Le chœur dirigé par Szabó Sipos Maté est puissant, bien préparé (quelques scories au tout début), et ses interventions sont marquantes et généreuses, un très beau chœur d’opéra.
L’orchestre de l’opéra est sans nul doute une phalange de qualité : des cordes de haut niveau, normal, c’est le pays qui veut ça ! mais tous les pupitres sont bien préparés, techniquement au point. Et cela sonne juste et vigoureux. Rien à dire de ce point de vue. Le chef Domonkos Héja, jeune chef qui commence aussi une carrière en Allemagne est précis et attentif. Mais cela reste quelquefois un peu frustre, un peu « Zim boum boum », on aimerait plus de subtilité, plus de raffinement , notamment dans les passages plus lyriques, plus retenus du second acte, et surtout, on aurait aimé que le chef puisse travailler sur la couleur, sur la variation.

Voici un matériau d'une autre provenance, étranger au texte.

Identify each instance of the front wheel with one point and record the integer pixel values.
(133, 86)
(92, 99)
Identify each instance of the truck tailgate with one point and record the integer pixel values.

On a quand même une interprétation un peu trop « d’une seule pièce » en rendant justice à l’énergie, de manière trop linéaire et monolithique . Tout comme Meyerbeer, Erkel n’est pas Debussy, et l’orchestre ne miroite pas, mais il pourrait être vu de manière plus rossinienne, là où dans Guillaume Tell, même les ensembles sont colorés, et où les moments de légèreté aérienne atténue la grosse machine de l’opéra. Je suis sûr que l’orchestre pourrait être plus léger, plus varié, plus subtil, et je suis sûr que la partition (dont j’ai fait la connaissance hier) y gagnerait. Mais je ne connais pas suffisamment cette musique pour être totalement affirmatif : là où elle m’a frappé, c’est dans ses formes très italiennes quelquefois, et justement, je pense que cette partition gagnerait à s’italianiser plus. Après tout, Trieste n’était-elle pas partie de l’Empire…à quelques centaines de kilomètres…
Après Der Schatzgräber la semaine précédente, Hunyadi László cette semaine : il est bon de redécouvrir que le répertoire d’opéra ne se limite pas au 30 standards qu’on voit partout, qu’il y a de l’espace pour des programmateurs intelligents, et pour des programmes non dictés par le marketing. Alors, je ne puis que vous encourager à voler vers Budapest pour découvrir cette ville somptueuse et son opéra magnifique, qui est le résultat de tant de cultures mélangées ( hongroise, germanique, turque, tsigane etc…) et dont ce mélange fait le prix et la singularité. Comme on aimerait que la Hongrie file politiquement un coton moins rêche.